In mySQL, unless you specify a default value for a column in a table, the default value is NULL, however you can't use the NULL value like other regular values when you use it in where condition. Why?

Conceptually, NULL means “a missing unknown value” and it is treated somewhat differently from other values.

Problem appears When you want to identy NULL value records in a large table, here is the solution.

Use is NULL, or is not NULL

Thus, you cannot use arithmetic comparison operators such as =, <, or <> to test for NULL. To use NULL in where condition, use is NULL or is not NULL operator. Here is one example:

mysql> select * from contacts where phone is NULL;

These SQLs shows the NULL value doesn't work with comparison operators.

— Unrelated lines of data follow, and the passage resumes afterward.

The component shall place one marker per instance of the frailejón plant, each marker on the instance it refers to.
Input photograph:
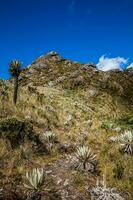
(126, 141)
(102, 192)
(84, 156)
(35, 179)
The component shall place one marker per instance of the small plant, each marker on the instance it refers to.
(34, 182)
(118, 171)
(84, 156)
(126, 141)
(102, 192)
(35, 179)
(50, 138)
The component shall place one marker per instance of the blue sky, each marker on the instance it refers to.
(81, 30)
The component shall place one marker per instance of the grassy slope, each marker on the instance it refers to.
(68, 108)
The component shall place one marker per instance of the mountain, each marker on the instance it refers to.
(81, 106)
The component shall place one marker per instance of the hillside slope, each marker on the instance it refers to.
(82, 106)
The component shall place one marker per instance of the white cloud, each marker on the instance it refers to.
(131, 65)
(106, 64)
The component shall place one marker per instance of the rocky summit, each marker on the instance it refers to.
(72, 121)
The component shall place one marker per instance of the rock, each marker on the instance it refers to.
(66, 147)
(93, 93)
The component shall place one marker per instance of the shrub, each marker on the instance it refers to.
(102, 192)
(84, 156)
(126, 141)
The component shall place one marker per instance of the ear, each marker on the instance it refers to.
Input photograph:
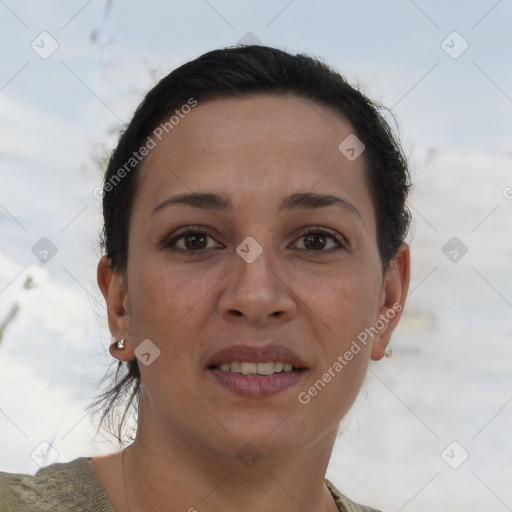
(114, 288)
(394, 293)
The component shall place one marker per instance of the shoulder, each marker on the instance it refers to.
(58, 487)
(345, 504)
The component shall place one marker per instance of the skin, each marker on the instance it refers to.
(316, 301)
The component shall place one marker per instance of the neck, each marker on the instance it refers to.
(163, 470)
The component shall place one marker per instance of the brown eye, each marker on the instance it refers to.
(320, 240)
(195, 241)
(192, 241)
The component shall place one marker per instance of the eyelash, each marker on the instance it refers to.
(198, 230)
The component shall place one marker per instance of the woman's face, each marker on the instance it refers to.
(253, 240)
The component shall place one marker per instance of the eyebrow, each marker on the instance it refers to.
(220, 202)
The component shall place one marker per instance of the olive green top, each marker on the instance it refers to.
(73, 486)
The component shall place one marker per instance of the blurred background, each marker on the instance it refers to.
(432, 426)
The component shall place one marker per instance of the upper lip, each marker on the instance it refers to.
(261, 354)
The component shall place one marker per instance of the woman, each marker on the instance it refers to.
(254, 262)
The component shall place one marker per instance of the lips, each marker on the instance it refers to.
(256, 371)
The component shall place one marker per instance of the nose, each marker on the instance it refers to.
(257, 293)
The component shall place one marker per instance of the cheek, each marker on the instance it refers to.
(167, 300)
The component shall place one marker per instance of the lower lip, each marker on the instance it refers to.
(252, 385)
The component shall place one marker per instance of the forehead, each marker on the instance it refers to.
(260, 145)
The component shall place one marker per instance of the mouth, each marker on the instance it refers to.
(256, 371)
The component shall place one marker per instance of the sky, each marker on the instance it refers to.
(71, 75)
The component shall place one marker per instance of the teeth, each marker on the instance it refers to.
(248, 368)
(266, 368)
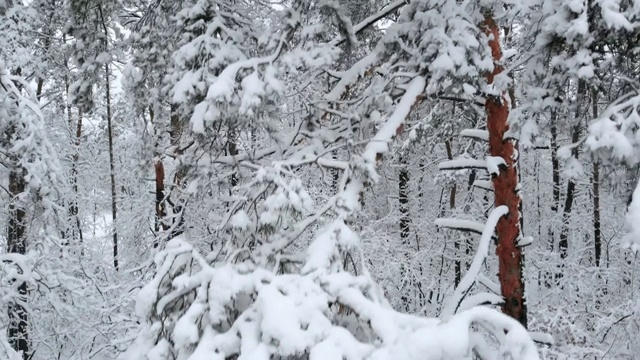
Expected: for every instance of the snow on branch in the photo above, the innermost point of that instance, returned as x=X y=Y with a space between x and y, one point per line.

mysql> SELECT 1 = NULL, 1 <> NULL, 1 < NULL, 1 > NULL;
+----------+-----------+----------+----------+
| 1 = NULL | 1 <> NULL | 1 < NULL | 1 > NULL |
+----------+-----------+----------+----------+
|     NULL |      NULL |     NULL |     NULL |
+----------+-----------+----------+----------+

Because the result of any arithmetic comparison with NULL is also NULL, you cannot obtain any meaningful results from such comparisons.

The NULL value in bollean operation

In MySQL, 0 or NULL means false and anything else means true. The default truth value from a boolean operation is 1.

The NULL value in order

When doing an ORDER BY, NULL values are presented first if you do ORDER BY ... ASC and last if you do ORDER BY ... DESC.

The NULL value is not zero, nor empty

As mentioned at the begining, NULL means “a missing unknown value” . A common error when working with NULL is to assume that it's zero or empty. 

 Empty and zero are in fact values, whereas NULL means “not having a value.”